Les établissements de Nouvelle-Aquitaine s’engagent progressivement dans ce mouvement, soutenus par les politiques publiques régionales qui placent la qualité de l’accompagnement et la participation sociale au cœur de leurs priorités (Plan régional santé et autonomie des personnes âgées, ARS Nouvelle-Aquitaine).

Parcours de vie, ressources territoriales et leviers du bien-vieillir

Agir collectivement sur les leviers positifs

L’évolution du rapport à l’âge n’est pas une fatalité individuelle : elle dépend de la capacité d’un territoire à proposer des repères, des espaces d’expression, des occasions de transmettre mais aussi d’apprendre, à tout âge. Des initiatives locales illustrent cet engagement en Charente et dans de nombreuses communes de Nouvelle-Aquitaine :

  • Projets intergénérationnels dans les écoles, les quartiers ou les centres culturels
  • Ateliers mémoire, parcours santé, conférences et ciné-débats sur les grandes thématiques de société (solitude, prévention, bien-vieillir chez soi, etc.)
  • Plateformes d’accompagnement et de répit pour les aidants, qui permettent de mieux vivre les évolutions du quotidien
Action territorialeBénéfice sur la perception de soi
Café associatif seniorsRenforcement du sentiment d’appartenance, stimulation cognitive et sociale
Groupes de parole aidants-aidésDiminution du sentiment d’isolement, reconnaissance de l’expérience vécue
Ateliers de prévention santéMaitrise accrue des informations, sentiment d’autonomie et d’expertise

Chaque trajet de vie vieilli différemment. Ce qui compte, c’est de pouvoir faire des choix éclairés et d’être accompagné dans les étapes qui importent. Cela suppose une coordination efficiente entre les acteurs médico-sociaux, médicaux, institutionnels et associatifs, à l’échelle du territoire.

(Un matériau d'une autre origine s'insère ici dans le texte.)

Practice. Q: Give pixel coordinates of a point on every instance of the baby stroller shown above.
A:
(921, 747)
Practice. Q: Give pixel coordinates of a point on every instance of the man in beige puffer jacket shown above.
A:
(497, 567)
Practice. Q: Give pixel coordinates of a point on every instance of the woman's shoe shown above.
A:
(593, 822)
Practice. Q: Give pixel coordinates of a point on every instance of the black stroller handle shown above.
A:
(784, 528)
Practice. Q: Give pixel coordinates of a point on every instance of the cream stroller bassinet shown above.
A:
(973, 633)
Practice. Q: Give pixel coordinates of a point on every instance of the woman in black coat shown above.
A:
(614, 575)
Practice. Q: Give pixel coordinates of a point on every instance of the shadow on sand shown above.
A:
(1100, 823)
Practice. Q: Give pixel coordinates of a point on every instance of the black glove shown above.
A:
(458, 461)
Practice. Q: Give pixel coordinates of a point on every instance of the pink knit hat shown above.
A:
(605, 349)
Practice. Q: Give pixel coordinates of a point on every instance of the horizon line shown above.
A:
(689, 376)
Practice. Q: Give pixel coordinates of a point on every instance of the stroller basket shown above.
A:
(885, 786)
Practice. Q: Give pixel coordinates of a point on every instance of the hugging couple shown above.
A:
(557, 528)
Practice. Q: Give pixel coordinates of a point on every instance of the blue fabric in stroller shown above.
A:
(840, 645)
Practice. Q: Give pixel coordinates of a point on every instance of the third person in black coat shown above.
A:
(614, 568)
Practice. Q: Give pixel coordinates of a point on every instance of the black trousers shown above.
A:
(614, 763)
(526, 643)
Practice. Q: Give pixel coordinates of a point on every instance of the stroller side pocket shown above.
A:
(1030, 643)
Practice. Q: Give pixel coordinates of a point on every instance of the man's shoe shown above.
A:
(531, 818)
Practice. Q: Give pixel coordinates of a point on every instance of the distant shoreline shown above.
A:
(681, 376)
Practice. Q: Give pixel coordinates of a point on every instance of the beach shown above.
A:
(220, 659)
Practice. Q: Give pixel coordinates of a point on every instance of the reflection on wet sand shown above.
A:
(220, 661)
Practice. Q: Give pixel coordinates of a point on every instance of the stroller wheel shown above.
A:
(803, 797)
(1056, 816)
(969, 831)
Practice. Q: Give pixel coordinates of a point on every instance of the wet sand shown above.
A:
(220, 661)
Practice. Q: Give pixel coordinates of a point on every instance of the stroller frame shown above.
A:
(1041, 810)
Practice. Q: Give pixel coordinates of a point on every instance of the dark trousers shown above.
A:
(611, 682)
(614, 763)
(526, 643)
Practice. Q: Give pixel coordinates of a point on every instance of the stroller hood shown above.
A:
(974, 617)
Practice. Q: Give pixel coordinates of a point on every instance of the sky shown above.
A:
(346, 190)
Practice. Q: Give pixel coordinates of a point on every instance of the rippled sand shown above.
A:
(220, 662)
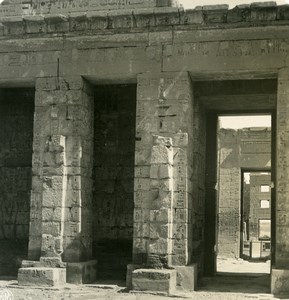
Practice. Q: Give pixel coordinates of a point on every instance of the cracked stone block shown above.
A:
(154, 280)
(41, 276)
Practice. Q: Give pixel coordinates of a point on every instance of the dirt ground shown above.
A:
(236, 280)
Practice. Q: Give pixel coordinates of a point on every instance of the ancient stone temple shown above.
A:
(108, 155)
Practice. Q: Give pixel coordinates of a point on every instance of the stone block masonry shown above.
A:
(16, 134)
(60, 221)
(113, 178)
(101, 183)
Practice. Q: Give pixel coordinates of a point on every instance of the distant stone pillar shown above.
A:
(161, 189)
(61, 224)
(280, 268)
(162, 177)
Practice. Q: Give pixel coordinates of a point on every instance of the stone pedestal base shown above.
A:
(130, 269)
(154, 280)
(279, 282)
(187, 277)
(81, 272)
(41, 276)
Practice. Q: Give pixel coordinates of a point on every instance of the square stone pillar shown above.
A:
(280, 270)
(162, 169)
(60, 223)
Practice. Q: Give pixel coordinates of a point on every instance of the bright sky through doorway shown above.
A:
(193, 3)
(236, 122)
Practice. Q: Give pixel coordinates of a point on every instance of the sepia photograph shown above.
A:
(144, 149)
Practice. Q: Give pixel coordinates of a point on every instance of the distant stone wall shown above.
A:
(248, 148)
(16, 132)
(113, 203)
(32, 7)
(256, 195)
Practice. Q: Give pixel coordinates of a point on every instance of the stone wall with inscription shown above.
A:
(113, 204)
(40, 7)
(244, 148)
(16, 132)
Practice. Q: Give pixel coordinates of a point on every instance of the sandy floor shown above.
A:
(236, 280)
(242, 266)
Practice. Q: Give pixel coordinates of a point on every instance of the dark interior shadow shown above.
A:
(237, 283)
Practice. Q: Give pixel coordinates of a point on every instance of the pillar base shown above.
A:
(187, 277)
(81, 272)
(279, 281)
(152, 280)
(130, 269)
(41, 276)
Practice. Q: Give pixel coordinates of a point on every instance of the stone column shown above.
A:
(60, 223)
(280, 270)
(162, 214)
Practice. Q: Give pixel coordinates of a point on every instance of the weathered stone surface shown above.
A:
(154, 280)
(187, 277)
(41, 276)
(81, 272)
(279, 281)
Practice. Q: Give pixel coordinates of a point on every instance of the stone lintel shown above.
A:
(41, 276)
(153, 280)
(81, 272)
(279, 281)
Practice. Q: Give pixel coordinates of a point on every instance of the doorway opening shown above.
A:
(233, 99)
(113, 173)
(16, 135)
(244, 195)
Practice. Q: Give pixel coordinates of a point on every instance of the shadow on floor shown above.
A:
(236, 283)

Changer le regard pour renforcer l’estime de soi et la qualité de vie

Accompagner le vieillissement dans le respect de la singularité, c’est accompagner aussi la transformation du regard que chacun porte sur lui-même. Si l’identité et l’image de soi évoluent, elles peuvent s’enrichir de nouveaux liens, de nouveaux projets, de formes de reconnaissance jusque-là insoupçonnées.

  • Sensibiliser tous les âges à l’âgisme et à ses conséquences
  • Encourager la transmission intergénérationnelle
  • Faciliter la mobilité, l’accès à la culture, à l’information et à la participation locale
  • Former les professionnels du secteur à l’approche positive, individualisée et participative du vieillissement

Le parcours de vie ne s’arrête pas au passage à la retraite ni à l’arrivée des premières fragilités. Dans nos villes et nos villages, en Charente comme ailleurs, l’accompagnement du grand âge, pour être respectueux et efficace, doit se construire à l’écoute de l’histoire de chacun, mais aussi à partir d’un socle collectif : changer de regard sur le vieillissement, c’est d’abord redonner du pouvoir d’agir et de s’accepter, pour vivre ce passage avec confiance et dignité.

Sources : OMS (2021), Fondation Korian (2021), ARS Nouvelle-Aquitaine, INSEE.